When you think of a research assistant, do you picture a machine that reads hundreds of papers and suggests paths you wouldn’t have considered? That’s exactly what professor Ernest Ryu at UCLA experienced when he worked with GPT-5 to tackle an optimization problem that had been unsolved for decades.
A mystery of speed and stability
The problem revolves around a method called NAG (Nesterov Accelerated Gradient), invented in 1983. In simple terms: NAG gives an algorithm a bit of 'momentum' so it reaches the minimum of a function sooner. It’s fast, but the big question was why that extra push didn’t break the method’s stability.
How can something accelerate so much without becoming unstable? For years, the community hadn’t found a complete mathematical explanation.
Think of it like pushing a shopping cart down a slope: a little push helps, but too much and you lose control. The math showed the speed, but the control mechanism remained unclear.
Ryu, with 15 years in applied math and optimization theory, first tried earlier models like ChatGPT-3.5 and saw their limits. When GPT-5 arrived, he tried again. He didn’t expect the machine to solve the problem alone, but he did expect it to help him explore ideas faster.
Collaboration: machine proposes, human verifies
The dynamic was simple and powerful: Ryu asked GPT-5, received ideas (some correct, many incorrect or incomplete), and he evaluated, discarded, or developed the promising ones. The model didn’t invent new mathematical tools; it was exceptional at finding connections and techniques from adjacent fields that Ryu hadn’t known or wouldn’t have checked immediately.
In an intense stretch (about twelve hours spread over three days), after nearly a dozen approaches, a key suggestion emerged: restructure certain equations that govern NAG. The proposal wasn’t perfect, but it contained a structural feature Ryu could turn into the skeleton of a proof. He wrote the final proof, polishing and verifying every step.
'GPT-5 proposed steps that looked plausible but failed when examined. My job was to separate the valuable from the noise,' Ryu explained.
Speed and limits: why the tool mattered
The big advantage was exploration speed. Ideas that might have taken days or weeks to surface were tested in hours. Beyond saving time, that steady stream of proposals changed the psychology of mathematical work: the sense of progress kept motivation high while probing a hard problem.
But there’s a clear caveat: GPT-5 can produce arguments that appear correct without actually being so. Ryu adopted good practices: start new chats to verify, check every calculation by hand, and use his expert judgment to choose which lines to pursue. In the end, GPT-5 was a tool, not an author: the preprint mentions the model and explains its contribution, while Ryu is listed as the human author.
What this means for mathematical research and beyond
Is this a revolution for mathematics? Not in the sense of replacing researchers, but yes in how problems are explored. GPT-5 proved to be a lab partner that speeds up intellectual trial-and-error, especially when you need to cross ideas from different subareas.
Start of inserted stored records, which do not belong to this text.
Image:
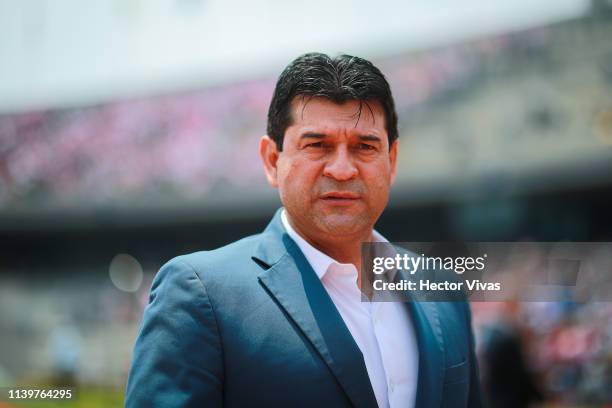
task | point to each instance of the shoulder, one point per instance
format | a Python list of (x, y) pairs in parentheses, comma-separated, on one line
[(216, 269)]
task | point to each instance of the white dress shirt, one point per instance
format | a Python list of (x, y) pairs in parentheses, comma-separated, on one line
[(382, 330)]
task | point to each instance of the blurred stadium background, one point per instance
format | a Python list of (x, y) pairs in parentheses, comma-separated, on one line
[(128, 134)]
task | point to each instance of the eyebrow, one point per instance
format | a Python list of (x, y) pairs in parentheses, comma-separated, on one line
[(310, 135), (319, 136)]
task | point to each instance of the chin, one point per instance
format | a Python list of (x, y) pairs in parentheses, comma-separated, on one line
[(342, 225)]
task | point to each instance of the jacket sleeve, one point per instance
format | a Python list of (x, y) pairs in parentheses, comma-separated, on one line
[(177, 359), (475, 398)]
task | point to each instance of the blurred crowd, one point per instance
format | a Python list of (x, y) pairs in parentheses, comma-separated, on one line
[(558, 352), (189, 144)]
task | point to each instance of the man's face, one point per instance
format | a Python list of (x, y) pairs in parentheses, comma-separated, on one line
[(335, 171)]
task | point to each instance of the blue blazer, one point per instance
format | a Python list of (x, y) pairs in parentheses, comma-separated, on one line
[(251, 325)]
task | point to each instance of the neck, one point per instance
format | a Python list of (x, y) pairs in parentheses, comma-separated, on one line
[(344, 249)]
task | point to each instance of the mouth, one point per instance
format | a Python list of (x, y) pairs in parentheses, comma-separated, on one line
[(340, 197)]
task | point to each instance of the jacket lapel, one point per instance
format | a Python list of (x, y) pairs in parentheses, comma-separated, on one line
[(291, 281), (426, 322)]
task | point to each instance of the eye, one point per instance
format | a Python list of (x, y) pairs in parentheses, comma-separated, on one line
[(365, 146)]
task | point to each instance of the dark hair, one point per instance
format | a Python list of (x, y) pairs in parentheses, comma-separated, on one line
[(338, 79)]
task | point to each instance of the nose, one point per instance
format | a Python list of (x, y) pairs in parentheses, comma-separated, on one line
[(340, 166)]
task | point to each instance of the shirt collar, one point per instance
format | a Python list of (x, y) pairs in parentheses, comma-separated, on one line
[(319, 261)]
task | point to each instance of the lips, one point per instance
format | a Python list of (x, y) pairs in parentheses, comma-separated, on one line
[(340, 196)]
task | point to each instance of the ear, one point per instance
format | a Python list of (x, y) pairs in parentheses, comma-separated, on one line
[(269, 156), (393, 159)]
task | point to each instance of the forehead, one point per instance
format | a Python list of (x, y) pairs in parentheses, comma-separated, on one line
[(321, 113)]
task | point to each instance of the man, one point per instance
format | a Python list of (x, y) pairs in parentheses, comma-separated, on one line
[(276, 319)]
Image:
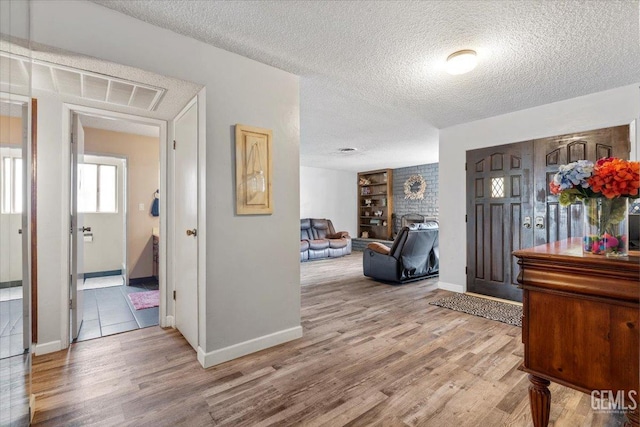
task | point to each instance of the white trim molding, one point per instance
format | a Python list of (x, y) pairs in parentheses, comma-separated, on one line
[(47, 347), (168, 322), (451, 287), (216, 357)]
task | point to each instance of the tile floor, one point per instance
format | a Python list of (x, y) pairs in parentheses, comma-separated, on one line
[(109, 311), (103, 282)]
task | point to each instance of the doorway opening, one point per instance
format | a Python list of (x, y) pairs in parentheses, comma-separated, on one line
[(115, 196), (14, 275)]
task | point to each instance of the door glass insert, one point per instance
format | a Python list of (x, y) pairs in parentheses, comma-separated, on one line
[(497, 187)]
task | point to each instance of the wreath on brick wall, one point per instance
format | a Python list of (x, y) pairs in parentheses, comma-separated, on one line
[(414, 187)]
Ryu sums up the lesson with practical advice: be patient and adopt a collaborative mindset. If you try to make the model fail, it fails; if you work with it to extract value, it can open useful paths. For him, the balance is clear: AI amplifies human creativity and demands human rigor.
Looking ahead
This experience isn’t isolated: it shows how large language tools can help explore complex problems when combined with human expertise and careful verification. The community will review the preprint in the coming months; meantime, the takeaway is practical and hopeful: AI is already helping solve real questions, but human oversight remains essential.